Review by Soudary Kittivong-Greenbaum
This isn’t for you
This is for the lady in the back
The kid that’s late to class
The dad that’s invisible, dreams cast aside
The lost-ambition Grandma, no-purpose Aunty
And it’s all for you too.
Written through the eyes of a child (more than once), a grown woman longing for her grown child, a 20-something single factory worker, a woman in her 70s, a husband completely in denial of his wife’s escapades, a teen daughter of a farmworker, each character in Souvankham Thammavongsa’s new title, How to Pronounce Knife is a glimpse into the lives of a Lao refugee or immigrant, literally and figuratively trying to make it in the world. They are in the midst, often of an identity juncture, trying fit in. They are living the mundane, the everyday. But inside their minds, and their hearts, they are trying to find meaning, to figure a place in their world.
What it does differently than other works of art centered on the refugee and Lao refugee character is that Souvankham writes intensely for her character more than the reader.
Their pain, the confusion, the lust, the love, love splintered, the curiosity, the angst, the joy, the frustration .. slowly smolders, cuts of sarcastic realism, seeps of sadness and loss.
Each of her character stories are a full tribute to their lives, all set within the time capsules of the early and mid 1980s.

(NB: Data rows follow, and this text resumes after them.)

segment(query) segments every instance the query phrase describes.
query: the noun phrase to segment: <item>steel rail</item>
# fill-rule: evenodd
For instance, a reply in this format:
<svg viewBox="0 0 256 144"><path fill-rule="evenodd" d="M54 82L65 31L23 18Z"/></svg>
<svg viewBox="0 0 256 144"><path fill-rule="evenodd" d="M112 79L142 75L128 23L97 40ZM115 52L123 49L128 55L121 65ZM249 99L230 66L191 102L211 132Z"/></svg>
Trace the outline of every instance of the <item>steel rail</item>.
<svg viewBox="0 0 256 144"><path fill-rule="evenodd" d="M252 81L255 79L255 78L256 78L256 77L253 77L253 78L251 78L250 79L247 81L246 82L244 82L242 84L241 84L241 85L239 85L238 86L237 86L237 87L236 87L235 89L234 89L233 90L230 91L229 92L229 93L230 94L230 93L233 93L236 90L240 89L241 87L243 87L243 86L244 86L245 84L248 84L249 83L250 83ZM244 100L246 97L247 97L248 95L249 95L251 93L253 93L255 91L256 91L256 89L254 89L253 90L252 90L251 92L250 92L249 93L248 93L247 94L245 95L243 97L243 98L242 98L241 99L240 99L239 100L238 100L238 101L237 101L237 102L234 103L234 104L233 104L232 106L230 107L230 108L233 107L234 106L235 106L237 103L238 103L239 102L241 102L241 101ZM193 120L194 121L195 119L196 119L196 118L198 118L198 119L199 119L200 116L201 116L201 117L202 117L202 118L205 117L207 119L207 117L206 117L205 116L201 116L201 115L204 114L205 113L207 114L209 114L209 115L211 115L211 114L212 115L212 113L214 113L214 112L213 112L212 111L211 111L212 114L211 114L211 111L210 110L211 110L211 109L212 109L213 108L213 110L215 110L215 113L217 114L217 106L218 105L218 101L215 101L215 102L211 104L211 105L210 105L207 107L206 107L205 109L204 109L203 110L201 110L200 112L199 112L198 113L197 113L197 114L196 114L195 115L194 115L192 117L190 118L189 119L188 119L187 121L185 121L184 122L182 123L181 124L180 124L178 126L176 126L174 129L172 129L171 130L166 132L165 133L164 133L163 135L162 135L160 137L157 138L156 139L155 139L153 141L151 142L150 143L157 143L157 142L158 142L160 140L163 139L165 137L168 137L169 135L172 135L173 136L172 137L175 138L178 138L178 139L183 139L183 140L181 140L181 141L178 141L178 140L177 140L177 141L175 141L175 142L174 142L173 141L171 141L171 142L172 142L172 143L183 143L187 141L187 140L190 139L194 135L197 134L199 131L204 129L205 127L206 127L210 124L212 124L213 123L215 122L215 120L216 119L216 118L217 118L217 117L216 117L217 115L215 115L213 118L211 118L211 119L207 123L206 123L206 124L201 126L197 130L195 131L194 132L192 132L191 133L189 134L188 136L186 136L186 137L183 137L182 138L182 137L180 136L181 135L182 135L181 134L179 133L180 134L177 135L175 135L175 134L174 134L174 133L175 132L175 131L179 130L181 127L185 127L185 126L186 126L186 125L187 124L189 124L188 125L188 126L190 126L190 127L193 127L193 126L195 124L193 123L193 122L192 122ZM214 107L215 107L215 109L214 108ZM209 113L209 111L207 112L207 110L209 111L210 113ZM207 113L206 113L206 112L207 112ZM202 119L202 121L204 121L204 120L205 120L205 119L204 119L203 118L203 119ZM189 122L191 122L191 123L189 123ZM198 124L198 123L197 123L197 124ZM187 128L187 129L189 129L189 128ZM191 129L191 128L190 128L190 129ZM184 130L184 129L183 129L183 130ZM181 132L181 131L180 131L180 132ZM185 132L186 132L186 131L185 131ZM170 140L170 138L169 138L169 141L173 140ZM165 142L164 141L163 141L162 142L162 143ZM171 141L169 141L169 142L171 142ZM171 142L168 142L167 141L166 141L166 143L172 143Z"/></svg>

What spoke to me most, as a child of the ‘80s, was the curt, raw, profanity laden slang-like language of the characters when spoken aloud. Especially the farmworker mom, who was deft at digging for worms in the night, but got passed over for a promotion by a boy who happens to be dating her daughter. The English translations can be too straight forward, because Lao insults are probably more nuanced (though just as gauging and vibrant). It reminded me of phrases and spoken word I would hear growing up, constantly.
Her prose is fitting for surviving in the pandemic.
The daughter whose Randy Travis-idolizing mother walked out, cloaked in shadows of mental illness.
The husband who couldn’t face the truth of a wife gone astray with a lover / “friend” who takes photos too intimate, when they travel to places distant, without him.
The factory worker that was left with tears hung on to by a jilted wife of a coworker. What is it that so pains her?
The older woman who has fallen for her much younger neighbor.
The teen girl who chooses allegiance to her mother over a boy.
These scenes, I imagine all during the 80s, during a time when my own family first set up homestead in Anchorage.
Reading them now with their honesty, grit and rawness evoked gratitude. Here in Souvankham’s world, we are whole. We are “incredibly hilarious, fun, and ferocious,” as Souvankham says in an interview about being awarded the 2020 Scotiabank Giller Prize a few weeks ago.
Yet, there is a timelessness that transcends Souvankham’s characters.
I think of all the farm workers keeping our grocery stores stocked with greens.
The masked factory workers cutting chicken on lines.
The young nurses who too, long to be held by loved ones.
The bus driver doing extra shifts to cover for colleagues who have come down with COVID.
The work-from-home parent or shiftworker whose life is a repeat, terrorized by the everyday.
What drove me to read this in two sittings was the yearning for the normalcy that each character is privileged to have, since I currently live in a world today where every journey outside is balanced as a life or death choice (though always masked).
It’s a quick read, and some stories are but a few pages. Yet you are left curious, how each character made it off in life after. I wouldn’t read it for a book club with my mother or aunties, or even neighbors I didn’t know. Perhaps in a book club with one or two close friends who know me and can sense the need for books to heal, or to escape.
Souvankham’s greatest feat here, is making each story an offering—honoring their character for which it was written about, and for, while making them universal enough to conjure up empathy and resonance. The inhumaneness of war, separation, dreams broken, written into the blueprint of 2020. For a few short hours, her characters reminded me so deeply, that to feel, is to be human.